At first it had 15 locally-bred red cherry shrimp, but I've noticed that they have slowly disappeared over the past 2-3 months. The cherries they hid a lot (even when they were alone in the tank) so even though I had about 15 I'd only see a few a day, and now I haven't seen any in a few weeks. About a month ago I also bought some Amano shrimps (I still had cherries then), which molted fine at first so I thought were ok, but in the past 2 weeks 3 had died. I thought my water is too soft (it has a pH of 6.6 straight form the waterbutt), so I added some cuttlefish bone and some oyster shell grit when the first one died, but they've continued to die. For almost all the cherries I've never found bodies (I think maybe the Kuhlis could have eaten them?), with the amanos I do find bodies with the white ring of death on most of them. I have 4 left.

So I've bought myself a new tank just for them on my desk, a 30cm cube (couldn't fit a bigger one in my flat). It's going to be good old-fashioned London tap water, and with my remaining amanos, some nice cherries and a few snails. As my amanos are already dying, I think I want to put them in almost immediately, as they'll die anyway in my current tank. If I did water changes every day for 3 - 4 weeks, then tapered off to every other day, and planted very heavily from the start, do you think I could get away with this?

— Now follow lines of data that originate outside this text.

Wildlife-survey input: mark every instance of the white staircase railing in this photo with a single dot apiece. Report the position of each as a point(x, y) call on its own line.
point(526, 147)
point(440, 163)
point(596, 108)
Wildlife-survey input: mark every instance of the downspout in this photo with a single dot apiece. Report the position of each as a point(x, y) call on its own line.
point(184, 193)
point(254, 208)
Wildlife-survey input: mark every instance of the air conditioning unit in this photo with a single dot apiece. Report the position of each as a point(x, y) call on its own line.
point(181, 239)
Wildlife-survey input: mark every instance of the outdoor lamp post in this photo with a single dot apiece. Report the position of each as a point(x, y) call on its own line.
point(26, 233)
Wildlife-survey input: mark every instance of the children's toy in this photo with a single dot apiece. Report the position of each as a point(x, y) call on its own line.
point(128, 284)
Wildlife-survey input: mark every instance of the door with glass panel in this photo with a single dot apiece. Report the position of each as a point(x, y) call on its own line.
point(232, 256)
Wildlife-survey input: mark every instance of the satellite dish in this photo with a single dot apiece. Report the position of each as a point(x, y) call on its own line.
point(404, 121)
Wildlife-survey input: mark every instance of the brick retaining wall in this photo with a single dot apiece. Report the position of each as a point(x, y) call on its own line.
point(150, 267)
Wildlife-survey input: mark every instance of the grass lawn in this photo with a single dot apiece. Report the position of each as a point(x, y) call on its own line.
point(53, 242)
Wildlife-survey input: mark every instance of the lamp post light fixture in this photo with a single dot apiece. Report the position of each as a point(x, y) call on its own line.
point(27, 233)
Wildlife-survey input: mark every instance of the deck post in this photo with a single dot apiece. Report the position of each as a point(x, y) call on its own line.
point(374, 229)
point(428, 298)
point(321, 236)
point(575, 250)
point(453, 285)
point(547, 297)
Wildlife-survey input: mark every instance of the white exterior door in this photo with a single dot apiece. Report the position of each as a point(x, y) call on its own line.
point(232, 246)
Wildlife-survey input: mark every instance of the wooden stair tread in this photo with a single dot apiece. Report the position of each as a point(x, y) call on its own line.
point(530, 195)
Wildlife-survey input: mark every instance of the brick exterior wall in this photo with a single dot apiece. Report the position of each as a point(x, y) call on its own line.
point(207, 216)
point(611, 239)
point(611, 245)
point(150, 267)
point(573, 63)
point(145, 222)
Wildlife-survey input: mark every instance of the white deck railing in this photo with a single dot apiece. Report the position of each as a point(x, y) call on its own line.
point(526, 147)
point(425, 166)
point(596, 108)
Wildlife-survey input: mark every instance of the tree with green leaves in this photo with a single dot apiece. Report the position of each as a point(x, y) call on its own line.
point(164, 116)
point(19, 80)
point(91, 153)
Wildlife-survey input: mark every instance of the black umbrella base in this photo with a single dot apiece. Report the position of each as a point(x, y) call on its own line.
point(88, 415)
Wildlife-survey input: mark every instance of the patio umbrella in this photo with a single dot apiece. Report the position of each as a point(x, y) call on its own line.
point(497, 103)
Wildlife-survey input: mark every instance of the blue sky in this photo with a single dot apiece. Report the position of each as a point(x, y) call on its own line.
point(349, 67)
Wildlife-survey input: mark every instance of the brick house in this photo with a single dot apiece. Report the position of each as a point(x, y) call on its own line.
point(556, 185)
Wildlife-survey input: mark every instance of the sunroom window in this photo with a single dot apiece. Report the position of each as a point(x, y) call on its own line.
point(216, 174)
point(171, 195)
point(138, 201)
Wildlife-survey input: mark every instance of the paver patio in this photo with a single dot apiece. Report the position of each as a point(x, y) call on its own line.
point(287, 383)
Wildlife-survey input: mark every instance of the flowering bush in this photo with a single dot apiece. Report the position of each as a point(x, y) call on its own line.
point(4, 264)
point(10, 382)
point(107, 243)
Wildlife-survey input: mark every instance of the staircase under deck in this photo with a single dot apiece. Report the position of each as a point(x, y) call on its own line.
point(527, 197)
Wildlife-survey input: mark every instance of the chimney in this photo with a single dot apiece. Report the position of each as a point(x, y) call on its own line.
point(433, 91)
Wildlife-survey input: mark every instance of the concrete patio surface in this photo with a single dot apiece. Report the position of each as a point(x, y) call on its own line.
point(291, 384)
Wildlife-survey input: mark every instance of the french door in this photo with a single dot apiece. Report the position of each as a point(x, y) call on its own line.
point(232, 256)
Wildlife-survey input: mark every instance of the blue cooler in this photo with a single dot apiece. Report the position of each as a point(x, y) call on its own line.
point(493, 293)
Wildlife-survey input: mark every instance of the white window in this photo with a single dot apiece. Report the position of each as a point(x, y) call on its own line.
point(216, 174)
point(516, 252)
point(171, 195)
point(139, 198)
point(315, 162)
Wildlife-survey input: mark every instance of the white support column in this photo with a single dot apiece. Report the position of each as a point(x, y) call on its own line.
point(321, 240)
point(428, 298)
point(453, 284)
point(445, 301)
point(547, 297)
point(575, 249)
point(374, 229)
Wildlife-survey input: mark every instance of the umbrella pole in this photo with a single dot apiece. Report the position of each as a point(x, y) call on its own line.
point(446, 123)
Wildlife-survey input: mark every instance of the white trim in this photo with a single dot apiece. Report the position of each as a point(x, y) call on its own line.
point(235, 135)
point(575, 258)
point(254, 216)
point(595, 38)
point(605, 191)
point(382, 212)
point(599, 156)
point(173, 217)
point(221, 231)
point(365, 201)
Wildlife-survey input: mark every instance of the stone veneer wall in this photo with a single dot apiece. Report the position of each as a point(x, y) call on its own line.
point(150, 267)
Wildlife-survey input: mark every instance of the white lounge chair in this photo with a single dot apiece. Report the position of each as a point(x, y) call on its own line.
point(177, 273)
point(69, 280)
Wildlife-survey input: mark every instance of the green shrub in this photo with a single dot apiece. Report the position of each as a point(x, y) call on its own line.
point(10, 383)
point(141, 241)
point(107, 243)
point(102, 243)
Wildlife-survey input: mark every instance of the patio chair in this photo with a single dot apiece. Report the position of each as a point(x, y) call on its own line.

I just want them to not die. I won't add any other livestock for at least 6 weeks (usually I would wait 6 weeks to add anything, doing this currently with another rainwater tank). I think I could wait 2 days to plop them in, but it seems like every day counts! I was going to put it all together this weekend.

Has anyone done this, and do you have any advice?

Cherry's and Amano's need a GH of around 6 and upwards, and critically require Calcium in the water column to aid in shell production. Your rainwater likely has almost zero calcium, and so would certainly be contributing to the deaths and the white ring which is indicative of moulting issues. You can remineralize with a product like Salty Shrimp GH+, or raw salts, or as you have suggested use your tap water either neat or cut 50/50 with your rain water.